Windstream, a Little Rock, Ark.-based phone and broadband company says it is buying PAETEC Holding Company of Fairport, N.Y. for $ 2.3 billion. Upon closing this deal, Windstream will have a bigger national footprint with a bigger fiber network to service the lucrative business customers.
From the Windstream press release:
- PAETEC shareholders will receive 0.460 shares of Windstream common stock for each PAETEC share owned under the terms of the agreement which was approved by the boards of directors of both companies.
- Windstream expects to issue approximately 73 million shares of stock valued at approximately $ 891 million, based on the company’s closing stock price on July 29, 2011.
- Windstream also will assume or refinance PAETEC’s net debt of approximately $ 1.4 billion at the time of closing.
- PAETEC stockholders are expected to own approximately 13 percent of the combined company upon closing of the transaction.
- The combined company would have had $ 6.1 billion in total revenue and about $ 2.4 billion in adjusted operating income.

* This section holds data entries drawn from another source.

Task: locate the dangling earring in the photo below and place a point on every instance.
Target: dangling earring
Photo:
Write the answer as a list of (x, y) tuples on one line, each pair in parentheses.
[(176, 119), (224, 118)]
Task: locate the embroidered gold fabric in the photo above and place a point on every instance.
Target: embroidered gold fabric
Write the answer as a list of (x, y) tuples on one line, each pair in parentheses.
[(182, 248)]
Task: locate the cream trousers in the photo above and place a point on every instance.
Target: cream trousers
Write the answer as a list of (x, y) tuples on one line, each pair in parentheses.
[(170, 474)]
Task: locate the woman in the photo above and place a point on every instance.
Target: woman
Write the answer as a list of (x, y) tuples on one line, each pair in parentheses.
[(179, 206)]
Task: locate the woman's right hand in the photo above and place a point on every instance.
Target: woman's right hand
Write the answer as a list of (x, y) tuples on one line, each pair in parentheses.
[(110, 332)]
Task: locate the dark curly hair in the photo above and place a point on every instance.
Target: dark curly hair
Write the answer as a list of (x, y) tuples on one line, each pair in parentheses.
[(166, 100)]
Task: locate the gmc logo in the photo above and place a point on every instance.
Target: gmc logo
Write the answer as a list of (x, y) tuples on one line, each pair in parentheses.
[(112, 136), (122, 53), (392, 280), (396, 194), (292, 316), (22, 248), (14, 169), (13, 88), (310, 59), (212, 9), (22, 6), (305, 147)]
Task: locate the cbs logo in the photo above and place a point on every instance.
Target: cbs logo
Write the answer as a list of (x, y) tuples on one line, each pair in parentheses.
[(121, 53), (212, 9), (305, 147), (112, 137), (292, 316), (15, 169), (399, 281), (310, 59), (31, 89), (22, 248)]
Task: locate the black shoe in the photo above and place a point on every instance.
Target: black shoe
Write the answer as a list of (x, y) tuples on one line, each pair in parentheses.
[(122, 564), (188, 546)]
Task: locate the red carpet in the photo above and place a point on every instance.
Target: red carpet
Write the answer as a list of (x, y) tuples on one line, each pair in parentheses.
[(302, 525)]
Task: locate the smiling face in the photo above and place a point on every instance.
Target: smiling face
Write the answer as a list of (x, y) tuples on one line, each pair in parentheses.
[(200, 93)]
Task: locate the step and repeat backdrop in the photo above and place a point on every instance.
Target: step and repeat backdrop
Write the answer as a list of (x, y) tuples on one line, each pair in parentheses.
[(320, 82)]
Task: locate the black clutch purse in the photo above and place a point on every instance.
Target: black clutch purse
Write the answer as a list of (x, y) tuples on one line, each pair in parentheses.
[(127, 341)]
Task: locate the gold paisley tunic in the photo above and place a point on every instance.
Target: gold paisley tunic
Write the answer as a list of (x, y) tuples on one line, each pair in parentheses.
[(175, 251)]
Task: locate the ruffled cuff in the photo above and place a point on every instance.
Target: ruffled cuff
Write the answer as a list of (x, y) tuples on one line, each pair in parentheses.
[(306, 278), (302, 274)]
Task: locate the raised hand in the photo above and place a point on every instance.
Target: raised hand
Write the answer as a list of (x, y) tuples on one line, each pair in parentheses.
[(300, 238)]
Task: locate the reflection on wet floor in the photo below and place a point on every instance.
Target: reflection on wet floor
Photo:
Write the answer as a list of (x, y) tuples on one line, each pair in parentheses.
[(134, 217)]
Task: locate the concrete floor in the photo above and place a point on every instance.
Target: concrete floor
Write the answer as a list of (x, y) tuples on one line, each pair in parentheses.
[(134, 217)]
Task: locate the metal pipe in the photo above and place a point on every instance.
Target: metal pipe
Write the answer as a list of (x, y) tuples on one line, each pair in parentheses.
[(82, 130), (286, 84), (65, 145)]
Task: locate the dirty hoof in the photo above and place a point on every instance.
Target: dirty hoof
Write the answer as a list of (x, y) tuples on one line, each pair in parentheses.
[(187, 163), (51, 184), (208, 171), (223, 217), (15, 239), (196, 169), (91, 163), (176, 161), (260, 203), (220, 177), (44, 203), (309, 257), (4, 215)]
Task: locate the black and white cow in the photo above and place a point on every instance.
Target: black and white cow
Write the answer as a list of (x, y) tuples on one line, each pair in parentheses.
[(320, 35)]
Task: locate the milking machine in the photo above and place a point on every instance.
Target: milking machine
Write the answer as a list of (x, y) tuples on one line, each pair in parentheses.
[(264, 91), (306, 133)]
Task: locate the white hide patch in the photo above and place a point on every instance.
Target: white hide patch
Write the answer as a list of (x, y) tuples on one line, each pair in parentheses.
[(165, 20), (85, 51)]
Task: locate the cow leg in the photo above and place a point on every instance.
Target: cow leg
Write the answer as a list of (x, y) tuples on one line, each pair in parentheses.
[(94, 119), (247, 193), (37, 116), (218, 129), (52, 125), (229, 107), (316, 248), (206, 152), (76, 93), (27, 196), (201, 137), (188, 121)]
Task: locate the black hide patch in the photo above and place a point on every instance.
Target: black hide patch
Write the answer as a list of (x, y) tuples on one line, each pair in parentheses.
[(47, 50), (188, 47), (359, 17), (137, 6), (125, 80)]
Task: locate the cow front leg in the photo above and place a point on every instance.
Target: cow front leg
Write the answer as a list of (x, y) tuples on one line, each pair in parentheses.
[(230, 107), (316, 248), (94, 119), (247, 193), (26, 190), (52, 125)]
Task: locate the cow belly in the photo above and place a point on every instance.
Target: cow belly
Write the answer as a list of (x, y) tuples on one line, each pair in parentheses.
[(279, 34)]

Stifel Nicolaus telecom analyst Christopher King writes in a note emailed to his clients this morning:
Windstream will experience a slight increase in leverage temporarily, excluding the synergies expected, as leverage would increase to 3.7x on an LTM basis, however the company expects the acquisition to lower its dividend payout ratio, and improve its growth profile, with roughly 70% of total consolidated pro forma revenues coming from business and broadband segments–and roughly 63% from business alone.
PAETEC’s 7 data centers would be combined with Windstream’s current 13 data centers, to offer widespread coverage across the eastern half of the country, with a national 100,000-mile fiber network.
While the modest increase in leverage somewhat concerns us in the near term, those fears are more than offset by the synergy opportunities, as well as the NOL tax benefits, with management expecting to use approximately $ 130 million in NOLs in each of the next 5 years.
PAETEC deal is a way for Windstream to add heft to its CLEC ambitions. It has previously bought Nuvox and KDL, but those were small deals compared to this deal as it catapults the company as a player alongside the big boys. Rob Powell of Telecom Ramblings blog writes:
Add all of them up and the CLEC business will contribute as much as 70% of Windstream’s $ 6B in run-rate annual revenue. The company’s enterprise business overall will clearly be their primary focus from here on out, and they obviously haven’t run into any big problems being both an ILEC and a CLEC thus far. The fiber assets are quite complimentary, as the KDL assets fit right in the middle of the Intellifiber assets on the east coast and in the rust belt and plus the former McLeodUSA fiber further out in the Midwest, while reaching southward.